In the second instalment of this new column, Symonne Torpy continues the story of her life on Grindr as Clark Rockerfeller, the virtual gay man trapped inside a woman’s body.
“A system of morality which is based on relative emotional values is a mere illusion, a thoroughly vulgar conception which has nothing sound in it and nothing true.” – Socrates
There is nothing more immoral than putting a bunny in a dryer.
Contrary to the opinion of our favourite Athenian gadfly, seeing pink eyeball ripped from white fur and spun around with the socks, shatters clinical values under the weight of emotion, and visually overwhelms the fading yardstick of principal. And yes, that bunny always appears to be of the motherfucking albino Easter variety, with a generous heart and a couple of lollipop stains on its cotton-tail from the times you hugged it extra hard as a kid.
Richard Westin was the second bunny that made it into the laundry room of my life. This was a space reserved for the special ones – the ones that were a little more fragile, that I liked a little too well. I attempted to keep them clean, and succeeded for a time. Doom smells nicer soaked in OMO.
We met (or should I say, he and Clark met) and casually flirted on Grindr, one cold Monday night in June. Richard was interesting, clever, multilingual. His sweetness was something that one encounters rarely. And so, after a week of conversation, I came clean about my gender. His reaction was slow, but positive, and we decided to meet. A phase of platonic bliss ensued – we walked to work together, sipped local coffee and drew on memories of respective Stonewall nights.
But, as my gay relationships are wont to do, our friendship quickly re-evolved into something more.
By Tuesday, I had kissed him in the alley behind the Wesley Mission lodge. So the mis en scene of our lust, first coloured by a virtual gay networking site, shifted to a drug rehab hub in Surry Hills. It was raining in the city and I was entering an oriental wardrobe phase. The whole of Sydney sought warm beds and closed windows. Everybody was fucking. Very film noir. And I, the femme fatale, hung by my mental washing machine, ever sinister in my domesticity, ever attempting to make this one clean.

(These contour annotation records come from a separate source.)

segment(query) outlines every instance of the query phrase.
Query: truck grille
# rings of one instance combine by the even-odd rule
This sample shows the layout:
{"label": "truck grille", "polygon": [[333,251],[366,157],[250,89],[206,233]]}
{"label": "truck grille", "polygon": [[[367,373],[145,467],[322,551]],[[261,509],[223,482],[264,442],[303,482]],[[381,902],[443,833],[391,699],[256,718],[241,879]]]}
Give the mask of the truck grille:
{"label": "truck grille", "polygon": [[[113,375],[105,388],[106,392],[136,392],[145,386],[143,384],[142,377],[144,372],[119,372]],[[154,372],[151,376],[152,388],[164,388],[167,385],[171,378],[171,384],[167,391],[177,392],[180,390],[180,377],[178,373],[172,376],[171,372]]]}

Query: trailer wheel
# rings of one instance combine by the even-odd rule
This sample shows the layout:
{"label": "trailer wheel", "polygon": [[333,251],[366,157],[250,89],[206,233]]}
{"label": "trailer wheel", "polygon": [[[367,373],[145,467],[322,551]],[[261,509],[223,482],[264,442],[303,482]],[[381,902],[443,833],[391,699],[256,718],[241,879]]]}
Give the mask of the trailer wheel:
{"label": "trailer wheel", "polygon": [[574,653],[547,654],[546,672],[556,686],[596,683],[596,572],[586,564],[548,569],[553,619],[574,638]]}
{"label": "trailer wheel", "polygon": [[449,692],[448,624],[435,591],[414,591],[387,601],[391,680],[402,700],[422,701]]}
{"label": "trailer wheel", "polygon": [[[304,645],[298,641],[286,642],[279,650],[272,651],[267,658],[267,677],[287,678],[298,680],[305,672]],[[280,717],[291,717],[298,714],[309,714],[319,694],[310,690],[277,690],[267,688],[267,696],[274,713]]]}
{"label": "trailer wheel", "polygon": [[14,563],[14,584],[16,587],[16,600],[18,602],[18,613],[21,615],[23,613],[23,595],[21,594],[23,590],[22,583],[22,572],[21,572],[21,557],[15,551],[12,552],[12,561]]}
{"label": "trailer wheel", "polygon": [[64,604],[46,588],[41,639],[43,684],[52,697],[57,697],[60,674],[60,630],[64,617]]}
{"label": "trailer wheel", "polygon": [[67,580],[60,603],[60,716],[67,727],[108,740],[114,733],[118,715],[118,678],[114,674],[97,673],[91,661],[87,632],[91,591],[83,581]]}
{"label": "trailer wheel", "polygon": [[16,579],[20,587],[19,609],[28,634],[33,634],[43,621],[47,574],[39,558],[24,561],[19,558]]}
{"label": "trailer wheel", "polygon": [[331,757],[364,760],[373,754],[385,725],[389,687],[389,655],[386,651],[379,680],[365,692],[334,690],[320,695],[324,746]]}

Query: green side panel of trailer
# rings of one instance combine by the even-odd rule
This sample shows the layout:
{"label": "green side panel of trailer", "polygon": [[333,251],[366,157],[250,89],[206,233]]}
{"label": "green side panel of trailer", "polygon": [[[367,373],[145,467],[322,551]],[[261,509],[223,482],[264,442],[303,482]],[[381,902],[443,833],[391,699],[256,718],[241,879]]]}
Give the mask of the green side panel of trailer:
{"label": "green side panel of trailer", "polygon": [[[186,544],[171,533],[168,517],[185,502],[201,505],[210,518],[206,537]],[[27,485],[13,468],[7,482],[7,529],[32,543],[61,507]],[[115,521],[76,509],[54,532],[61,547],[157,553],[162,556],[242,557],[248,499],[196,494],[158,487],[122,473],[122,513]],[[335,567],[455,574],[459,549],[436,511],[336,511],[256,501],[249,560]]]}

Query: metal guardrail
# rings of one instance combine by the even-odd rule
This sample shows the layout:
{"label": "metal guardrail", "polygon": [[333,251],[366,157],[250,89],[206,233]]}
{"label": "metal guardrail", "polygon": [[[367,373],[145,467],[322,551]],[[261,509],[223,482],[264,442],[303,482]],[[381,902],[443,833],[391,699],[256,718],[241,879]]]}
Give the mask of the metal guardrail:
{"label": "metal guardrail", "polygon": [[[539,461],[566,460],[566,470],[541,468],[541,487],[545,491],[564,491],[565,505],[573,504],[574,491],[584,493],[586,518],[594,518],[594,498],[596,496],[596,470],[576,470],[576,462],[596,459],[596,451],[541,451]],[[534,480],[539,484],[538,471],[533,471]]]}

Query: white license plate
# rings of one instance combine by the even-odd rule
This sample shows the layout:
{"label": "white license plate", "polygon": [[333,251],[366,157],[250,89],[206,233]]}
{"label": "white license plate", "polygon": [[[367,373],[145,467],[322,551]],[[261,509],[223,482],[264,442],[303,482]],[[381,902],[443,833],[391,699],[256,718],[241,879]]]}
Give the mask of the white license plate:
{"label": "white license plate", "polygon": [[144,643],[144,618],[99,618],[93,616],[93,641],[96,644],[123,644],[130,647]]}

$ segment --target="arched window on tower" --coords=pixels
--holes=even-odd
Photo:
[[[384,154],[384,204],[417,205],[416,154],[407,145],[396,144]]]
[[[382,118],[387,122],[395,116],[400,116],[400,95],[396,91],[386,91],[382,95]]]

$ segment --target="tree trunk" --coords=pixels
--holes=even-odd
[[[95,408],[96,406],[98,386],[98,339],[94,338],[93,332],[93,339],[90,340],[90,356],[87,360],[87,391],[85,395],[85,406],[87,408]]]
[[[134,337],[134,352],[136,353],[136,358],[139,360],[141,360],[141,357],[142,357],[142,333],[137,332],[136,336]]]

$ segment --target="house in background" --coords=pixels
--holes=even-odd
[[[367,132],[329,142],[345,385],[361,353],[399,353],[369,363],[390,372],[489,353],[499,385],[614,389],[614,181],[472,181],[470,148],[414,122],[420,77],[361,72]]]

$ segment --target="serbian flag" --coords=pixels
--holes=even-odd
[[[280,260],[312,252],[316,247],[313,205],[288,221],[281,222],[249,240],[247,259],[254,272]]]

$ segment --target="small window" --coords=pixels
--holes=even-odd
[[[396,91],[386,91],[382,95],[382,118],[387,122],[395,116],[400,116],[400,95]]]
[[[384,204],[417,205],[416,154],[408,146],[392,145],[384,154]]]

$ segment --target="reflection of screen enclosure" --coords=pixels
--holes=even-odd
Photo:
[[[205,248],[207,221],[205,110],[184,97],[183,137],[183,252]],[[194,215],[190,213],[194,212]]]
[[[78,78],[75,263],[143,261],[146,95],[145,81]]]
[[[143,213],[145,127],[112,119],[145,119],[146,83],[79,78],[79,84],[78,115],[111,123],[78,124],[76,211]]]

Five dates, fourteen bottles of red and too much gay sex later, Richard Westin was beginning to crumble.
I have long reconciled with my particular style of sexuality, but he could not. Fifteen years of gay identity, a particularly difficult ‘coming out’, and an active pre-Clark Grindr lifestyle did not lay strong groundwork for a suddenly-30 bisexual revelation. And then he told me he was in love.
Spun with the sensibilities that only come with upchuck and regret, on the nineteenth day, I unpegged Mr. Westin and spin-cycled him back into a world of men.
There is not only truth to be found in vulgar emotion, but a sound measure of principal. Perhaps our dear Socrates failed in this learning because high-heat spin dryers hadn’t been invented yet. The physical manifestation of an emotional metaphor wrenches us from our clinical logic as we lament those lost, fluffy Easters.
That fortnight with Richard Westin, when it seemed all the world was fucking like pomosexual rabbits and it was not against the moral grain to join in, has thus been challenged.
By a bunny. By a dryer. By an illusion. By an emotion.